Posted: 08 Dec 2018 04:03 AM PST

«Instalou-se uma narrativa para um ano que se adivinha de campanha eleitoral: a esquerda à esquerda dos socialistas voltou a mostrar que é irresponsável. A sua irresponsabilidade comprovou-se em alguns cruzamentos de votos com a direita para estourar o dinheiro dos contribuintes. Se não se puser fim à dependência do PS em relação a estes partidos, eles acabarão por destruir o equilíbrio virtuoso conseguido por Mário Centeno e levar-nos de novo para o colapso financeiro. Para a direita mediática que já percebeu que o PS vai continuar a governar, este é o argumento que sobra: deem maioria absoluta ao PS.
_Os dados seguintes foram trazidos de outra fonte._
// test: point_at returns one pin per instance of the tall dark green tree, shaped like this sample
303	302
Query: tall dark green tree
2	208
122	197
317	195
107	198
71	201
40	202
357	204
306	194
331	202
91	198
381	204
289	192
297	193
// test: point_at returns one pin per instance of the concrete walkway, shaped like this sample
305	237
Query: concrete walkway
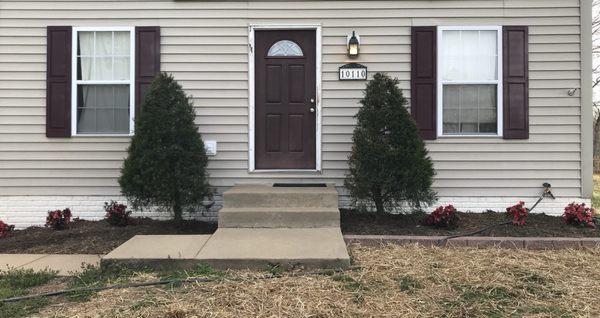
65	264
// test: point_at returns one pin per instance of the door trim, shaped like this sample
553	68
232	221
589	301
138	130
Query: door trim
251	89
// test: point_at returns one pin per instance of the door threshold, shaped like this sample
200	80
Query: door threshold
285	170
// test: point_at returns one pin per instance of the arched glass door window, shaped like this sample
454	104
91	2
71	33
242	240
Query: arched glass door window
285	48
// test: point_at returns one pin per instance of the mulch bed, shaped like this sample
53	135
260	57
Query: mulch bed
92	237
538	225
98	237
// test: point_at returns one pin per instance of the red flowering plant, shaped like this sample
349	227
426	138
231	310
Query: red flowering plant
5	229
443	216
116	213
58	220
519	213
579	215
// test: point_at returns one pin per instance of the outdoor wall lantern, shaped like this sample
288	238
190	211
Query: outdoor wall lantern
353	44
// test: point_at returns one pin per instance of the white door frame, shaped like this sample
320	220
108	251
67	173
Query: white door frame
251	89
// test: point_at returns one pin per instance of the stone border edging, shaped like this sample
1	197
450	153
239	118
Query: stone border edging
532	243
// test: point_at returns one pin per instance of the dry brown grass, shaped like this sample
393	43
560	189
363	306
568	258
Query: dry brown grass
394	281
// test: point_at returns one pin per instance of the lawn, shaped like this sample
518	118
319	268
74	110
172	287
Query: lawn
386	281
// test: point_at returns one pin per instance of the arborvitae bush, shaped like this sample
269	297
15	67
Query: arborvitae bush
166	163
389	164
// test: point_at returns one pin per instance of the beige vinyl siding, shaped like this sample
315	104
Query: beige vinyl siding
205	45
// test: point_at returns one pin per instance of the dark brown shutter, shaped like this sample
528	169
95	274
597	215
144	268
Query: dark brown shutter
147	61
423	80
516	82
58	81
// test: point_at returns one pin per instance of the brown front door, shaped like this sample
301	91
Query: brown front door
285	95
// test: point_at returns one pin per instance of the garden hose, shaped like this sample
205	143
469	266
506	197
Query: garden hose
547	193
328	272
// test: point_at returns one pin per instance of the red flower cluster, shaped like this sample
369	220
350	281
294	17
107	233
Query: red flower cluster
579	214
58	220
5	229
116	213
443	217
519	213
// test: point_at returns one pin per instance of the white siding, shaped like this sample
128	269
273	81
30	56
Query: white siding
204	44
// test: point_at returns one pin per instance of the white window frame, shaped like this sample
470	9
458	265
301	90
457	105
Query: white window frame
75	81
441	82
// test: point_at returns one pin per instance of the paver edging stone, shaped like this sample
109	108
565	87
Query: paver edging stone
532	243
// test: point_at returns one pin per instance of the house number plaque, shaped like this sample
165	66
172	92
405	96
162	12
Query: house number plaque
353	72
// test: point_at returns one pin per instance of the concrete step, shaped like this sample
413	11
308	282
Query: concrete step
268	196
280	217
289	248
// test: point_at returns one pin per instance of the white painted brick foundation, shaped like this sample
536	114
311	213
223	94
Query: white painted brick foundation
24	211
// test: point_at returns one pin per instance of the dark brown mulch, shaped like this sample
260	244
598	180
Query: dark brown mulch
98	237
411	224
92	237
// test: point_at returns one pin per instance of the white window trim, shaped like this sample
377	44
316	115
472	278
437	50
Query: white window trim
440	82
75	81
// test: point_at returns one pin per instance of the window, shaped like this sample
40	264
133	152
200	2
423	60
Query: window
470	81
285	48
103	86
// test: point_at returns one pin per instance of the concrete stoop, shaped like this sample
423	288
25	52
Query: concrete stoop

António Costa explicou como o BE e o PCP se estavam a aliar à direita para preparar uma “catástrofe orçamental” a que levariam as mil propostas de alteração na especialidade. Em contabilidade muito criativa, inventou a possibilidade de desvio de 5,7 mil milhões de euros. Houve votações na especialidade, o Orçamento foi aprovado e não vemos catástrofe alguma. Mas ficou dado o guião que vários comentadores agarraram com empenho.

Curiosamente, repetem-se, em novas circunstâncias, os dois argumentos que ignoraram a crise financeira internacional, o comportamento da União Europeia e a prioridade no resgate aos credores para responsabilizar Portugal pela intervenção da troika: a aliança da esquerda com o PSD no chumbo do enésimo PEC que só Sócrates ainda acredita que nos salvaria e o suposto despesismo público a que Passos atribuiu as culpas da crise interna. Para explicar os riscos da influência da esquerda no Governo para o nosso futuro financeiro e preparar o caminho para as vantagens de uma maioria absoluta do PS repetem-se os argumentos de 2011 que prepararam o caminho para a culpabilização nacional pela austeridade. Os de Sócrates e os de Passos.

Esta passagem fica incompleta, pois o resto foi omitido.